David Spanbauer, Serial Child Killer and Rapist
Prison Bride
Spanbauer manipulated the system before he was sentenced. He asked Judge Bardwell to be sent to a place where he would receive treatment. It was a shifting attitude of Spanbauer. It was about Me, the victim—the one that needs help in a world where everyone was seemingly against him.
He picked up on the letter writing campaign from his mother. His strategy was to claim his innocence. He wrote to Judge Bardwell claiming he was not guilty and that he was incapable of committing rape. His reasoning was that since he was intimate with fear and pain as a violent rapist, he would therefore be unwilling to inflict those emotional states on others. Bardwell's sentence was too harsh, he wrote, and some letters claimed he was innocent; others were attacks on the prison system written from his victimized frame of mind.
He complained to state government officials that he was entitled to more education and social benefits. He even complained that his prison wages weren't making enough money in interest. It played into his idea that he was a victim but writing letters also passed the time. Mostly he held down various jobs in prison and took some technical classes, and he waited for Carol to come by for a visit.

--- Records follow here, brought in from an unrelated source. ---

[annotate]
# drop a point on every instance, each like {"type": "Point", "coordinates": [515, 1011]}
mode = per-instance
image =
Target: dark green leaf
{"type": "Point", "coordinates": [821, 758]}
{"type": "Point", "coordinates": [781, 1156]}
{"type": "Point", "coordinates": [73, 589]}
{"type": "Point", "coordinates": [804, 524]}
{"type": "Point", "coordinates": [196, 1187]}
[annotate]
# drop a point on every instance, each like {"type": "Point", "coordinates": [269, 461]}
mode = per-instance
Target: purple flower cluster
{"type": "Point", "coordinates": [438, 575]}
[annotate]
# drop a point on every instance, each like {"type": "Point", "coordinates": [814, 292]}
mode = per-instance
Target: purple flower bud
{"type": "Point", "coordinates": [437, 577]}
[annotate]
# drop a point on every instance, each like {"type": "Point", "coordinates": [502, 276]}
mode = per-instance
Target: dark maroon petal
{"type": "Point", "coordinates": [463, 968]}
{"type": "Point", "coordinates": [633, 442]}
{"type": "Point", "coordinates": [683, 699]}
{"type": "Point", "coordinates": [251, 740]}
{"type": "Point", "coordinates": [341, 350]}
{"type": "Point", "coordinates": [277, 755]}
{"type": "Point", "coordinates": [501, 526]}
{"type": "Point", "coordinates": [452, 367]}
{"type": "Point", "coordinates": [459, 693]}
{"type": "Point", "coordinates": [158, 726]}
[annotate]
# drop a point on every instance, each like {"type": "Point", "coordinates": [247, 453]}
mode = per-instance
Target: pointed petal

Carol Patterson was a 30-year-old divorced mother of four and welfare recipient. She heard of Spanbauer from a friend who had a husband in the same prison. She first met him in October 1975 and became a regular visitor, to the point where she moved to Beaver Dam so she could be closer to make her daily visit at Waupun State Prison. She unequivocally believed that Spanbauer was innocent of the rape charges that put him behind bars and no one, not even her social worker, could change her mind.
They got married in July 1976 and for Spanbauer, his new wife was one more tool to help him gain leverage in his parole hearings. He penned more letters to prison officials and Judge Bardwell now using his status as a married man as an angle. He claimed that because of family obligations, he was entitled to an early release and that his new thirteen year-old stepdaughter need "parental guidance."
This did not faze the Parole Board. They knew it was a sham and in 1978, the couple filed for divorce. The marriage only lasted two years. The women in his life were leaving him. While in prison, his younger sister died and his mother passed away.
In prison Spanbauer was treated for his sexual perversions and mental problems. He spent some time in group therapy and mostly it seems that this was a ploy to receive a get-out-of jail-early card. In 1986 when he was denied parole again, he swore he was done dealing with shrinks and their evaluations and therapies. He even thought that the psychologists were getting more out of the therapy sessions than him.